Llama is being used by Meta itself to power their AI assistant, hoping to turn it into a versatile chatbot similar to ChatGPT that can be found across Instagram, Facebook, and WhatsApp. Starting this week, Llama 3.1 will be accessed for the first time through WhatsApp and the Meta AI website in the U.S., followed by Instagram and Facebook in the coming weeks. It is also being updated to support new languages, including French, German, Hindi, Italian, and Spanish.
Although the advanced 405 billion parameter model of Llama 3.1 can be used for free in Meta AI, this virtual assistant will switch you to the smaller 70 billion model after exceeding an unspecified number of prompts within a given week. This indicates that the 405 billion model is still too costly for Meta to operate at full scale. Spokesperson Jon Carvill stated that the company will provide more information about the prompt threshold after assessing initial usage levels.

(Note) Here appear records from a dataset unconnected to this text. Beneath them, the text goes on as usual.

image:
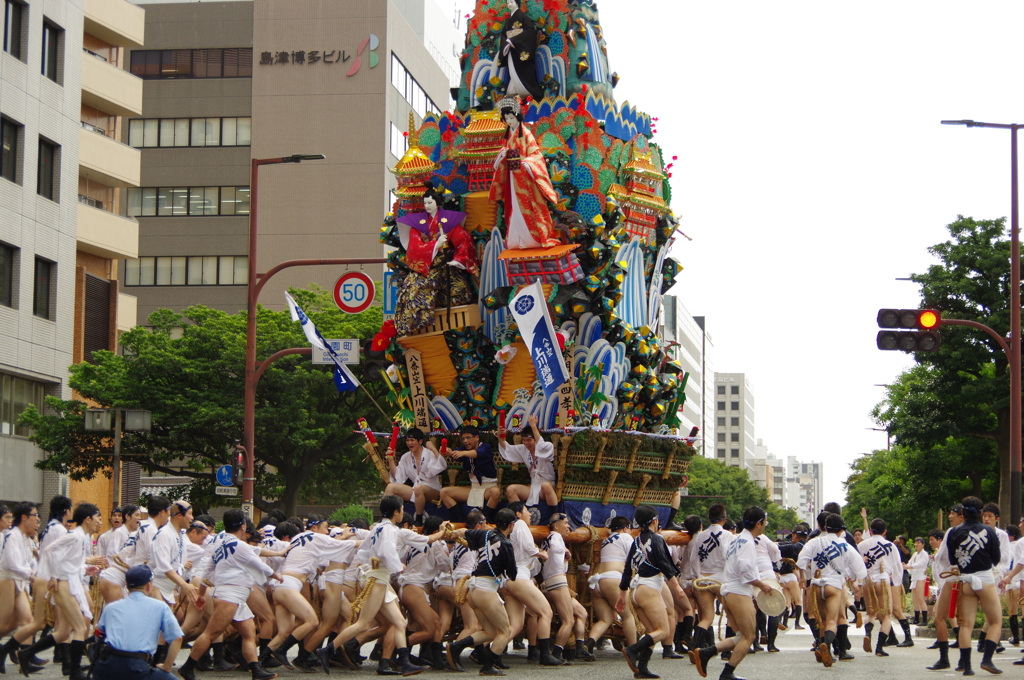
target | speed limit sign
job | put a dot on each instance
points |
(353, 292)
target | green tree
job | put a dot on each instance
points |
(733, 487)
(194, 385)
(954, 405)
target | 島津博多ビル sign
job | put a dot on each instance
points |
(347, 349)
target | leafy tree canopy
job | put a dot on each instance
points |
(194, 385)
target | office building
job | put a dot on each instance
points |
(228, 82)
(687, 343)
(804, 489)
(64, 171)
(733, 419)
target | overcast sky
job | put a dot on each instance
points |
(812, 173)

The “Imagine Me” feature of Meta AI is powered by Llama-3.1.
A new feature called “Imagine Me” in Meta AI scans your face through your phone’s camera to then allow you to insert your image into the images it generates. By collecting your images in this way rather than through photos in your profile, Meta hopes to avoid creating a deepfake machine. The company recognizes the demand for people wanting to create more types of AI media and share them on their feeds, even if it means blurring the lines between what can be recognized as real and unreal.
Meta AI will also be available on Quest headsets in the coming weeks, replacing the voice control interface. Similar to the rollout in Meta’s Ray-Ban glasses, you will be able to use Meta AI on Quest to identify and learn about what you are looking at while in the passthrough mode of the headset, displaying the real world through the screen.
Despite Zuckerberg’s prediction that Meta AI will be the most used chatbot by the end of this year (ChatGPT has over 100 million users), Meta has yet to share any usage figures for its assistant. “I think the entire industry is still in the early stages on the path to product-market fit,” Al-Dahle stated. Even if AI may feel overhyped, it is clear that Meta and other companies believe the race has just begun.